Googlearchy and the Dawn of Web Time

Summarized here are the main organizations and ideas that have shaped the WWW from my perspective of a 4 decade Internet user. Included is a simple, effective technique for better web searching, dubbed the “Controversy Explorer”.

Defining Moments: Googlearchy and the Dawn of Web Time

“Googlearchy” is a coined word expressing the powers of a search service to dominate public activities such as political thinking. The term generally invokes questioning about how people use, and are used by, search services under the business model called “Surveillance capitalism”.

“The “Dawn of Web Time” is that point, circa 1993, where the general public became aware of, and drawn to, computer-based networks. These networks evolved from governmental responses produced soon after the age of Sputnik. Then came a tipping point where networked life changed business, politics, education, entertainment, and personal lives. It’s ironic that the modern, massive index of web pages complicates understanding of people, events, and concept sin the ancient history of the 1950s into the 1990s.

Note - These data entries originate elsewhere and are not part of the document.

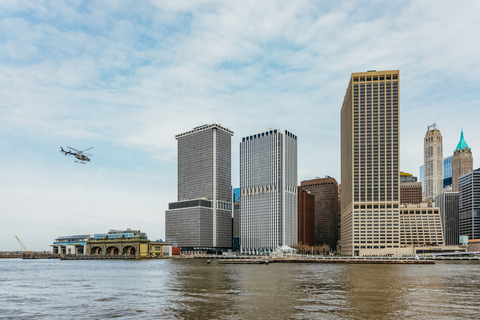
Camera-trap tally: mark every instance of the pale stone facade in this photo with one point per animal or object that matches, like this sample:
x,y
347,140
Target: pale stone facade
x,y
433,162
370,164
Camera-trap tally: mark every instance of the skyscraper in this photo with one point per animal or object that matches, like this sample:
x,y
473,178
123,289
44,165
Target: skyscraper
x,y
370,164
306,217
325,191
447,171
268,190
462,162
433,162
469,203
201,219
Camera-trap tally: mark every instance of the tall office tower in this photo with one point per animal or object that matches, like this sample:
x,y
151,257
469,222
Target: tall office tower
x,y
201,219
268,191
306,217
448,204
462,162
421,175
447,172
370,164
325,191
469,203
433,162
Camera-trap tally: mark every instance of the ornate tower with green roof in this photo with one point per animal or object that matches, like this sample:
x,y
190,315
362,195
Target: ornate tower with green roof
x,y
462,162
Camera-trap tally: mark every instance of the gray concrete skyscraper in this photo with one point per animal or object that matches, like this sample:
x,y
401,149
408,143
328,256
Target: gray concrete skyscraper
x,y
200,220
370,164
469,204
268,190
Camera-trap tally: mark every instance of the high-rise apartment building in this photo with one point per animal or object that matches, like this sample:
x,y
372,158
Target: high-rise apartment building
x,y
433,162
469,203
201,219
268,191
306,217
370,164
449,206
462,162
325,191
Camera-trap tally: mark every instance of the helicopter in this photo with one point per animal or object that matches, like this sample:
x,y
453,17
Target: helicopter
x,y
82,157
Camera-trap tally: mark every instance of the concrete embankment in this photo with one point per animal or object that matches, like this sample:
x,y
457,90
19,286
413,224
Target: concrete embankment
x,y
337,260
96,257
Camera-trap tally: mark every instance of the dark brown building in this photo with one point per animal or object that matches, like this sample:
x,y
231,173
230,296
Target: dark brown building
x,y
410,192
306,217
326,210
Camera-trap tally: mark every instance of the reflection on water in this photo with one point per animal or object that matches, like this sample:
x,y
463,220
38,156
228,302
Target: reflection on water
x,y
193,289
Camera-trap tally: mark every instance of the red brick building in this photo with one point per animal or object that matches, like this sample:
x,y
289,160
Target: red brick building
x,y
306,217
327,210
410,192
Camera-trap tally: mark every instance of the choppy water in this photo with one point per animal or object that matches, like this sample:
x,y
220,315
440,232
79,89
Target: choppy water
x,y
193,289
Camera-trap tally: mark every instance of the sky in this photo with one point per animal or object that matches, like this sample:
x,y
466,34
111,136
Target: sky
x,y
125,77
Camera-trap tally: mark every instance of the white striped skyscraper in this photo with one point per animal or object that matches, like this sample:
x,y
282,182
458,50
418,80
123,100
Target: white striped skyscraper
x,y
268,186
201,219
370,164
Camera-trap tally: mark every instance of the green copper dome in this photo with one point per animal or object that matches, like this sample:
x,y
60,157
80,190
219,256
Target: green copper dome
x,y
462,144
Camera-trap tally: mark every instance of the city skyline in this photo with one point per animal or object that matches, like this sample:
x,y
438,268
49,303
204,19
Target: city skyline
x,y
126,78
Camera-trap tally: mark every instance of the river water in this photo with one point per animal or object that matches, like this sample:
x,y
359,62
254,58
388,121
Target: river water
x,y
193,289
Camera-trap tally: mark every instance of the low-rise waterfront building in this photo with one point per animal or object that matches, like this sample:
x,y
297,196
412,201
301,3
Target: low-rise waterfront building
x,y
156,248
449,210
119,242
75,244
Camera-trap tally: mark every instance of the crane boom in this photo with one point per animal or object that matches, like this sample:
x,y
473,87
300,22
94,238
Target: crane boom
x,y
22,245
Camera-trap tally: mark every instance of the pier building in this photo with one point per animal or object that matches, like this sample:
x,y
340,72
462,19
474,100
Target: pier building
x,y
75,244
119,242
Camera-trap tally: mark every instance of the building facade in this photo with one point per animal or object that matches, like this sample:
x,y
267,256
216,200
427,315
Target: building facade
x,y
370,164
306,217
433,162
410,192
201,218
268,191
119,242
449,211
75,244
469,204
447,172
420,225
462,162
327,210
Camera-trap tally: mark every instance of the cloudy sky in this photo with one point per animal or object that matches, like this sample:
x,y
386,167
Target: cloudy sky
x,y
125,76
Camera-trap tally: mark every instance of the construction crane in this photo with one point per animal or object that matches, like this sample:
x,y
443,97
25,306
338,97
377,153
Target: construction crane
x,y
28,252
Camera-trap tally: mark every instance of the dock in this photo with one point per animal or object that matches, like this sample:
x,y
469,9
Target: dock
x,y
326,260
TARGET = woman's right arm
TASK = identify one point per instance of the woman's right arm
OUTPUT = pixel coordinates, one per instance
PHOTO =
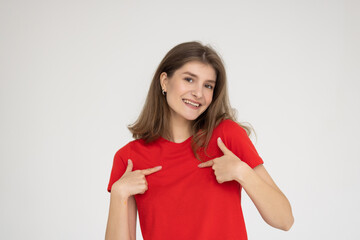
(122, 213)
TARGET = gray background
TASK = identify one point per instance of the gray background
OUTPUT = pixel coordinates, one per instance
(75, 73)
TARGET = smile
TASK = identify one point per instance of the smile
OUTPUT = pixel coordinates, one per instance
(191, 103)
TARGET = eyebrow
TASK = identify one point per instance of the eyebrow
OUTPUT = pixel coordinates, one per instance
(194, 75)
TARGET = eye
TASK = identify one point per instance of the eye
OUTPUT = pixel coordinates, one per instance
(209, 86)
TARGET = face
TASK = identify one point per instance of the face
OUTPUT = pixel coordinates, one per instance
(189, 91)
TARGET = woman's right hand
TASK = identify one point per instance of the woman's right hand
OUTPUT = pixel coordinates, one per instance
(133, 182)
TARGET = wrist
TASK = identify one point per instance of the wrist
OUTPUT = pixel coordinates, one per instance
(118, 192)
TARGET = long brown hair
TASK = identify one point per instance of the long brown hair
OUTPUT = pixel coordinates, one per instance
(154, 120)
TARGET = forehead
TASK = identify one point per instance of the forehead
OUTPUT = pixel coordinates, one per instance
(201, 70)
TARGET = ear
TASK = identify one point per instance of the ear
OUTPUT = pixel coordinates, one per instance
(163, 80)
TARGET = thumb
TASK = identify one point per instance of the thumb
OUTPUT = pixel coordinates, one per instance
(129, 167)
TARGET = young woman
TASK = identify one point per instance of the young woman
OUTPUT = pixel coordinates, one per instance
(190, 159)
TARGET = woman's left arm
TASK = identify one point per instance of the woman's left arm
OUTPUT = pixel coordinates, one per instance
(271, 203)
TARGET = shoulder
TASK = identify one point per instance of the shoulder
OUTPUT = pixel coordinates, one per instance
(230, 127)
(125, 151)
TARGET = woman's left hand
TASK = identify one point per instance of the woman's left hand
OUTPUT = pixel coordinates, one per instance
(227, 167)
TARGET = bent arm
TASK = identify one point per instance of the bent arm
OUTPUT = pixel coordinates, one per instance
(271, 203)
(122, 218)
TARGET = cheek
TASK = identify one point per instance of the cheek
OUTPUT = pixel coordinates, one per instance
(208, 98)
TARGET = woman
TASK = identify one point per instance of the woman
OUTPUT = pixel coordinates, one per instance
(190, 159)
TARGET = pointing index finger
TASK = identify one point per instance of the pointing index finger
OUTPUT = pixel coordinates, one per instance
(206, 164)
(151, 170)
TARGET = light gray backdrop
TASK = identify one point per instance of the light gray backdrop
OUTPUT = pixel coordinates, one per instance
(75, 73)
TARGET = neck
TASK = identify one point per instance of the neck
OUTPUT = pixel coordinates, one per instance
(180, 129)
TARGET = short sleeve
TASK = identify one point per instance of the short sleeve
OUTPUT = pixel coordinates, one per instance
(237, 141)
(119, 165)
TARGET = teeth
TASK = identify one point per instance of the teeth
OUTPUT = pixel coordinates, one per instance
(194, 104)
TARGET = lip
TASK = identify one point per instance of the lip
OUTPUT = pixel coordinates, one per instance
(192, 101)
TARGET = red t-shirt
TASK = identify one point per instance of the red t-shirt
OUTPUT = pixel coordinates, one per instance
(184, 201)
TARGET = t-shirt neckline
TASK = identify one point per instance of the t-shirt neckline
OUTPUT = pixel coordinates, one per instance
(174, 143)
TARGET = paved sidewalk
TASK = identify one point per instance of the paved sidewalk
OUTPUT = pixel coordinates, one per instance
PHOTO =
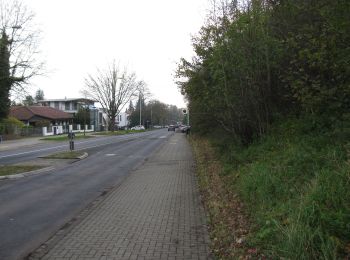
(155, 213)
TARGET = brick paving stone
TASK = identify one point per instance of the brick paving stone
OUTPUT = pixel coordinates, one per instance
(155, 213)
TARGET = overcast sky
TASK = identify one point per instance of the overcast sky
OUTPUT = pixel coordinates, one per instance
(149, 37)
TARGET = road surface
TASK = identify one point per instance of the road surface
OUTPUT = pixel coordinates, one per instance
(34, 207)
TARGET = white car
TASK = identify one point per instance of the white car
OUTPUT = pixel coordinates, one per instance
(138, 127)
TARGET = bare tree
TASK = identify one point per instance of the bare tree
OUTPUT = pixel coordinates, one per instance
(18, 50)
(113, 89)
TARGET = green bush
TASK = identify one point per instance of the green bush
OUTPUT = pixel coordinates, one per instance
(10, 126)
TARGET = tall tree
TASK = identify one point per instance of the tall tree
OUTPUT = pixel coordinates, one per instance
(18, 49)
(113, 89)
(28, 101)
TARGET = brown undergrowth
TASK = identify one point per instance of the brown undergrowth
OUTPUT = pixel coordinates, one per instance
(228, 222)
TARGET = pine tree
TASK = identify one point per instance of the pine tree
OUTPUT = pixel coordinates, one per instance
(5, 79)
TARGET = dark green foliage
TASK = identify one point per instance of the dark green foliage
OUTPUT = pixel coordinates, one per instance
(154, 113)
(295, 183)
(39, 95)
(266, 60)
(29, 101)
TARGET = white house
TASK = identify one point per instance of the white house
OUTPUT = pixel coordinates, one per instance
(72, 106)
(122, 120)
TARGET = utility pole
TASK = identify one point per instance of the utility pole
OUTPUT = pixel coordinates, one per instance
(140, 106)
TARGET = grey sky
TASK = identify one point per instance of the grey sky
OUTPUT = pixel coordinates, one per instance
(149, 37)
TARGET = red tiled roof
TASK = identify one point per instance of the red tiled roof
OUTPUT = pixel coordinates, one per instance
(27, 112)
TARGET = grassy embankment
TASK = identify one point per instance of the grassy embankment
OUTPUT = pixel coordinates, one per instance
(119, 132)
(286, 195)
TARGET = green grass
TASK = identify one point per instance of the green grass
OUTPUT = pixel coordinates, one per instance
(15, 169)
(295, 185)
(64, 155)
(65, 137)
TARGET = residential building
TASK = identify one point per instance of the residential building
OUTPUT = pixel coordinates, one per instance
(32, 115)
(122, 120)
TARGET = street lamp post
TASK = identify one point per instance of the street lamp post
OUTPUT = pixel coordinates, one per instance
(140, 106)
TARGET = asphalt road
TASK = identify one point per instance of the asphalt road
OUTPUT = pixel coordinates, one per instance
(35, 207)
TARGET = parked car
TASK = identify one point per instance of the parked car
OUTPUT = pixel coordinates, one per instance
(138, 127)
(184, 128)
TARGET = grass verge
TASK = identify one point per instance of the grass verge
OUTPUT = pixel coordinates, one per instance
(293, 184)
(64, 155)
(15, 169)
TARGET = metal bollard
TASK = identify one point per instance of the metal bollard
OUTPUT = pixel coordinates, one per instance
(71, 145)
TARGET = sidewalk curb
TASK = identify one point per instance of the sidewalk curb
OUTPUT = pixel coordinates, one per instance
(25, 174)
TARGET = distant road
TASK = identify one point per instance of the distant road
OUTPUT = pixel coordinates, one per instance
(34, 207)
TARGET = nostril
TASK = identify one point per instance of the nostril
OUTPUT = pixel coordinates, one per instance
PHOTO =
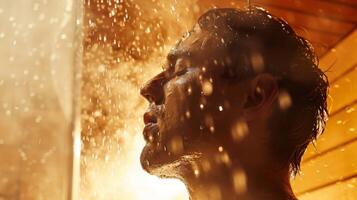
(149, 118)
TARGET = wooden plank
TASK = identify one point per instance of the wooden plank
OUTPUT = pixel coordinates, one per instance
(346, 190)
(318, 37)
(328, 168)
(340, 129)
(351, 3)
(314, 22)
(317, 8)
(341, 58)
(343, 91)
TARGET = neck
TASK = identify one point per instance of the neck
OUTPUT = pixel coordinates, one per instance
(231, 180)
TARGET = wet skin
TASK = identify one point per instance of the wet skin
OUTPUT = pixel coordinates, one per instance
(191, 106)
(192, 114)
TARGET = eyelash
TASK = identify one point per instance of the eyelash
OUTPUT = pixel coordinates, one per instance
(180, 73)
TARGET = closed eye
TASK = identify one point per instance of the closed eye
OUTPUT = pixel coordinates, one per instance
(180, 73)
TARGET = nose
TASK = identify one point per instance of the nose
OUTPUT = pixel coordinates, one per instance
(153, 90)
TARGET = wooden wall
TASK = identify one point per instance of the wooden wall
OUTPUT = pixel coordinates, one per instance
(329, 170)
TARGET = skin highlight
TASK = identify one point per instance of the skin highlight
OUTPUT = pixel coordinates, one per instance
(211, 132)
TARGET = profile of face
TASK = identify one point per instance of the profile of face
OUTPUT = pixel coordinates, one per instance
(193, 109)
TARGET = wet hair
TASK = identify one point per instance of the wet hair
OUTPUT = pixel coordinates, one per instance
(258, 42)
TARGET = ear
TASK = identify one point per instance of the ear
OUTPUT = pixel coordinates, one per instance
(262, 92)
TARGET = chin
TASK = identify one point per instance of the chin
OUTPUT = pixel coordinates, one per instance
(157, 162)
(152, 158)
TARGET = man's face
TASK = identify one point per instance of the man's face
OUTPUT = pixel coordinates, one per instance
(192, 108)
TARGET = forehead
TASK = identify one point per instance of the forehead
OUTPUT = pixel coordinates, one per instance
(198, 45)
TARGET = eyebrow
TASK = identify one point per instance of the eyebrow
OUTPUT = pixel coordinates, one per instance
(173, 56)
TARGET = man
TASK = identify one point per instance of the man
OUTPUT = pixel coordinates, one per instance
(238, 102)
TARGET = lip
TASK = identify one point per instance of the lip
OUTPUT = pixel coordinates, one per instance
(151, 132)
(149, 117)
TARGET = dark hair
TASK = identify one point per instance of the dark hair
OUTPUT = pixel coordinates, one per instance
(259, 42)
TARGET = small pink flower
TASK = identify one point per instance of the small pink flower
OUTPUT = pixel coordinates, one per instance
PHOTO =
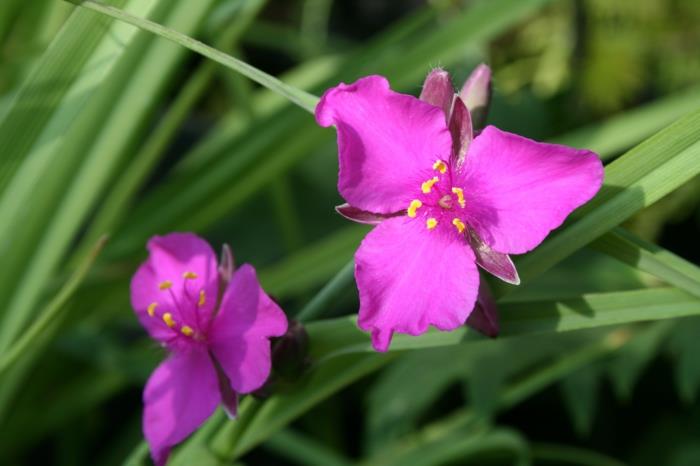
(443, 200)
(219, 344)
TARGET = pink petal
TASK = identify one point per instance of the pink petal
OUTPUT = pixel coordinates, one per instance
(461, 130)
(518, 190)
(410, 277)
(438, 91)
(386, 142)
(171, 256)
(476, 94)
(179, 396)
(361, 216)
(484, 317)
(240, 334)
(495, 263)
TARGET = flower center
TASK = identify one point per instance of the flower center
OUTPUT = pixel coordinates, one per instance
(173, 318)
(439, 202)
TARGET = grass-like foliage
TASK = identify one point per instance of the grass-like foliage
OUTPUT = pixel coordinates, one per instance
(122, 119)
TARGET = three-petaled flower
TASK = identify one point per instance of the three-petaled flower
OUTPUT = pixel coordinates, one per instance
(442, 199)
(217, 325)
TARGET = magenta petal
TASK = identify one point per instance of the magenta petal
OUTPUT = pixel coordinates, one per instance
(179, 396)
(171, 256)
(484, 317)
(410, 277)
(518, 190)
(361, 216)
(386, 141)
(495, 263)
(461, 130)
(476, 94)
(240, 334)
(438, 91)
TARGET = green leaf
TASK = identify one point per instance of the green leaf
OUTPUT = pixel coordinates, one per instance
(333, 337)
(280, 409)
(580, 392)
(297, 96)
(620, 132)
(303, 450)
(631, 360)
(45, 323)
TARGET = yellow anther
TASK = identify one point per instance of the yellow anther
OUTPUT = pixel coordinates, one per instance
(168, 319)
(428, 185)
(460, 196)
(412, 207)
(440, 166)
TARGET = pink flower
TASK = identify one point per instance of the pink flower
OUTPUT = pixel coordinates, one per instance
(219, 344)
(443, 200)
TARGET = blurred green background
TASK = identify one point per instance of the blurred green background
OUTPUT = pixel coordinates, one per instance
(104, 129)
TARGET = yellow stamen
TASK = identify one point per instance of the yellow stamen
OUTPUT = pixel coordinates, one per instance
(168, 319)
(460, 196)
(440, 166)
(412, 207)
(428, 185)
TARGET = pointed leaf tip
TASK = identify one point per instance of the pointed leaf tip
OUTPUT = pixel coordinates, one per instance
(438, 91)
(497, 264)
(476, 94)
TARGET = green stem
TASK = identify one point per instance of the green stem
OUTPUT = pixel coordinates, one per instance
(297, 96)
(328, 293)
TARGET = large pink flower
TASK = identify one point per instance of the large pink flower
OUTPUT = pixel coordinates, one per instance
(443, 200)
(219, 344)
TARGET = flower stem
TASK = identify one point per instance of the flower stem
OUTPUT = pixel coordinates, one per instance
(297, 96)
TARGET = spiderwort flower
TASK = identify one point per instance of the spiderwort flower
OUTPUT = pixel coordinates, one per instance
(216, 324)
(442, 200)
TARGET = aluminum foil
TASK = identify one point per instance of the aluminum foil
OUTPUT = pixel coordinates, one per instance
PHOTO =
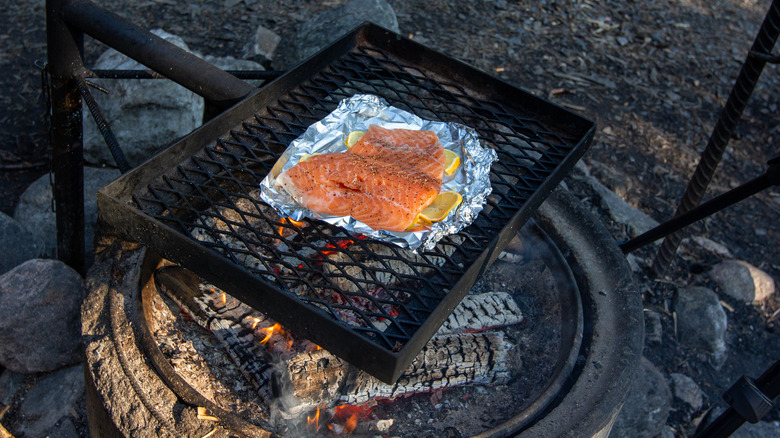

Before The Web Dawn of Time

Arpanet to NSF Net

First, let’s back up to understand how the Internet fell into our hands. That year, roughly 1993, the Arpanet had morphed through Internet into NSF net and became open to commercial traffic.

It began with the early days of quiet development at a few universities and military contractors, blatant commercial use had been prohibited. Research by Supercomputer Centers was an established goal based around development of national computing capabilities and large scale experiments, funded by the National Science Foundation and other government science agencies. Human-computer collaboration slowly evolved as a research field and as motivation for government funded networks. The 1991 “High Performance Computing” bill promoted by Senator Al Gore opened the Internet to commercial domain holders under auspices of the Network Division of the National Science Foundation which had been supervising the bundled Arpanet and NSF Net, separated from the military MILNet. One more acronym in the mix was NREN for National Research and Education Network, an umbrella for advancing networks in schools, libraries, along the “Information Superhighway”.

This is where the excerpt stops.